In 1946, Chamberlain made his film debut in the Oscar-winning drama The Best Years of Our Lives, portraying Mr. Thorpe, the drug store manager who conducts an informal job interview of Fred Derry (portrayed by Dana Andrews). From 1947–1952, Chamberlain was a steadily working character actor, appearing in over 15 movies. He also landed guest spots in early television series such as Dick Tracy, Racket Squad, Fireside Theatre, and The Adventures of Superman. He was often cast in film noirs where he specialized in playing nervous types, like the frightened bookkeeper Freddie Bauer in Force of Evil (1948). Although Chamberlain was uncredited in High Noon (1952), he was memorable as the cynical hotel desk clerk who speaks ill of Marshal Will Kane to his new bride played by Grace Kelly.

Because of the Hollywood blacklist, High Noon would be Chamberlain's last film work for more than 20 years. He was first brought to the attention of Congressional investigators in 1940 when Rena Vale named him to the Special Committee on Un-American Activities, chaired by Congressman Martin Dies. Vale told the Dies Committee that in 1938 the Federal Theater Project's Los Angeles chapter was a front for the Communist Party USA, and that Chamberlain was an active member in it. He was also reportedly named to the FBI as a Communist by Ronald Reagan.
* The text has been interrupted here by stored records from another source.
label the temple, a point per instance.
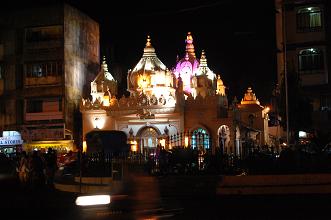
(185, 106)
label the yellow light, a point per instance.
(134, 146)
(186, 141)
(84, 146)
(143, 81)
(98, 122)
(93, 200)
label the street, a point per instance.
(159, 197)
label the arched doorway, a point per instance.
(224, 138)
(148, 140)
(200, 139)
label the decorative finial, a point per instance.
(189, 45)
(148, 44)
(187, 56)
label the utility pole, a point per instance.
(285, 70)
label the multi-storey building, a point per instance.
(303, 44)
(47, 54)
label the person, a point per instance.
(37, 166)
(23, 168)
(51, 166)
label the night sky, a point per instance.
(238, 37)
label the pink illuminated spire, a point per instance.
(189, 45)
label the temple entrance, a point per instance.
(148, 141)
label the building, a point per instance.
(304, 27)
(47, 54)
(181, 106)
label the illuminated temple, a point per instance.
(185, 105)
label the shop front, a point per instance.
(61, 146)
(10, 143)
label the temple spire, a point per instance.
(189, 45)
(149, 49)
(203, 59)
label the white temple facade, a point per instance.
(182, 106)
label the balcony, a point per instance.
(43, 116)
(40, 81)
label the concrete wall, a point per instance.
(81, 61)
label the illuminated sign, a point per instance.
(9, 141)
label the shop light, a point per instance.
(93, 200)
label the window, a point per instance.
(200, 139)
(311, 60)
(34, 106)
(309, 19)
(38, 34)
(43, 69)
(325, 103)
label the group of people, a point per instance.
(37, 169)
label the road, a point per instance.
(172, 197)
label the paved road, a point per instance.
(146, 197)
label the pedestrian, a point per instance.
(37, 170)
(23, 169)
(51, 166)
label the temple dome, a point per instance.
(187, 67)
(149, 72)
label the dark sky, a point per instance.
(238, 36)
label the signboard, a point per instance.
(43, 133)
(10, 141)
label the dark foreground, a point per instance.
(147, 197)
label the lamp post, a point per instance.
(285, 71)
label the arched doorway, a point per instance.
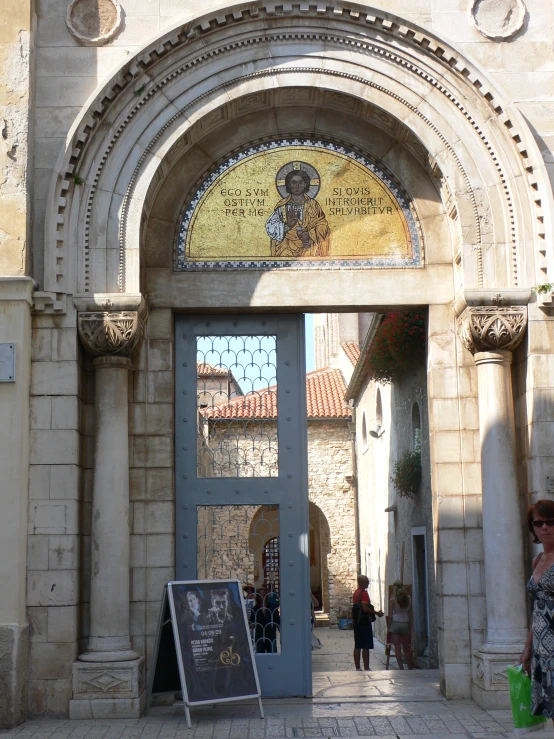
(169, 116)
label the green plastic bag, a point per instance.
(520, 698)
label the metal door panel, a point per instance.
(289, 672)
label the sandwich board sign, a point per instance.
(203, 645)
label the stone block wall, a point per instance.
(56, 587)
(456, 486)
(329, 466)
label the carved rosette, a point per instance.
(490, 328)
(115, 334)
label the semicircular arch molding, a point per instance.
(121, 146)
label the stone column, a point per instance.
(108, 679)
(491, 333)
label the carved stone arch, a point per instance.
(116, 150)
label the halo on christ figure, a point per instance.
(298, 226)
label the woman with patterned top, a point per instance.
(537, 657)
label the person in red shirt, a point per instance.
(363, 613)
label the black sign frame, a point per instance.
(176, 627)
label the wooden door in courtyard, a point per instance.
(241, 478)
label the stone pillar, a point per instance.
(491, 334)
(108, 679)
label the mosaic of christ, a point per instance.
(298, 226)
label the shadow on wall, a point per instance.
(410, 552)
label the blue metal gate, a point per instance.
(241, 478)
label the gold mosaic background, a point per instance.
(364, 218)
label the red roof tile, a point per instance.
(325, 390)
(352, 351)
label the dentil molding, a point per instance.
(180, 36)
(491, 328)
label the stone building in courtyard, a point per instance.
(175, 178)
(239, 439)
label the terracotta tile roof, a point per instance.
(211, 370)
(325, 390)
(352, 351)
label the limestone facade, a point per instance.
(99, 147)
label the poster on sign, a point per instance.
(204, 639)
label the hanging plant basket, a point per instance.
(399, 342)
(407, 474)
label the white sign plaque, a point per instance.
(7, 362)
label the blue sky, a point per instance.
(310, 358)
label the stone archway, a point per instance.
(467, 158)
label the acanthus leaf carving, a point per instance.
(112, 334)
(491, 328)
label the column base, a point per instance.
(14, 656)
(108, 690)
(490, 683)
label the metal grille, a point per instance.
(242, 542)
(237, 406)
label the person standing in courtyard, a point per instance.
(400, 625)
(537, 657)
(363, 614)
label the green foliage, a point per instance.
(407, 473)
(400, 340)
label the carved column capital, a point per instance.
(492, 328)
(117, 333)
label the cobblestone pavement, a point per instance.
(394, 704)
On September 18, 1951, Chamberlain was called before the House Un-American Activities Committee (HUAC). He declined to answer questions, invoking the Fifth Amendment's shield against self-incrimination. In a heated exchange with HUAC Chairman John S. Wood and Chief Counsel Frank Tavenner, Chamberlain said, "My present occupation is an actor, and I find it deeply repugnant and profoundly un-American to be smeared, blacklisted, and strangled economically by my presence before this committee." After his HUAC testimony, his screen acting career came to a halt.

Not much is known about how Chamberlain earned a living as a blacklistee over the next two decades. He was said to have toured in plays such as A Raisin in the Sun, and had small roles in Off-Broadway productions including Children of Darkness and The Courageous One, as well as in Shakespeare plays performed at New York City's Shakespeare in the Park festival. He had a guest spot on episode 15 of the 1966 TV series Hawk. He landed the role of Patch Riley in the 1974 TV movie A Touch of the Poet, based on the Eugene O'Neill play. He returned to the Broadway stage in 1976 with a minor part, and understudy assignments, in Larry Gelbart's long-running comedy, Sly Fox.

During the 1970s, with the blacklist no longer barring him from work, Chamberlain started getting cast with greater frequency in TV shows and movies. He appeared in a 1976 episode of Kojak and in multiple episodes of the soap opera Ryan's Hope. Among his more significant roles was as the divorce court judge in Robert Benton's award-winning 1979 film Kramer vs. Kramer. Chamberlain's last two performances were in Barbarosa (1982) and Electric Dreams (1984).

==Death==
Howland Chamberlain died of heart disease on September 1, 1984, in Oakland, California. He was 73.

==Filmography==

| Year | Title | Role | Notes |
|---|---|---|---|
| 1946 | The Best Years of Our Lives | Mr. Thorpe |  |
| 1947 | The Web | James Nolan |  |
| 1947 | Brute Force | Joe's Lawyer | uncredited |
| 1947 | Driftwood | Hiram Trumbell |  |
| 1948 | Feudin', Fussin' and A-Fightin' | Doc Overholt |  |
| 1948 | Angel in Exile | J. H. Higgins |  |
| 1948 | A Song Is Born | Mr. Setter |  |
| 1948 | Force of Evil | Freddie Bauer |  |
| 1949 | Thieves' Highway | Mr. Faber | uncredited |
| 1949 | And Baby Makes Three | Otto Stacy - Lawyer |  |
| 1950 | Francis | Maj. Nadel |  |
| 1950 | House by the River | District Attorney |  |
| 1950 | Edge of Doom | Mr. Murray, the Funeral Director |  |
| 1950 | Surrender | The Casino Manager |  |
| 1950 | Mister 880 | Duff | uncredited |
| 1951 | No Questions Asked | Beebe |  |
| 1951 | Pickup | 'The Professor', tramp |  |
| 1951 | The Racket | Roy Higgins | uncredited |
| 1951 | The Big Night | Flanagan |  |
| 1952 | High Noon | Hotel Clerk | Uncredited |
| 1979 | Kramer vs. Kramer | Judge Atkins |  |
| 1982 | Barbarosa | Emil |  |
| 1984 | Electric Dreams | Neighbor |  |

==Broadway appearances==
Chamberlain's Broadway credits included Achilles Had a Heel (1935), Sly Fox (1976–78), and Stages (1978).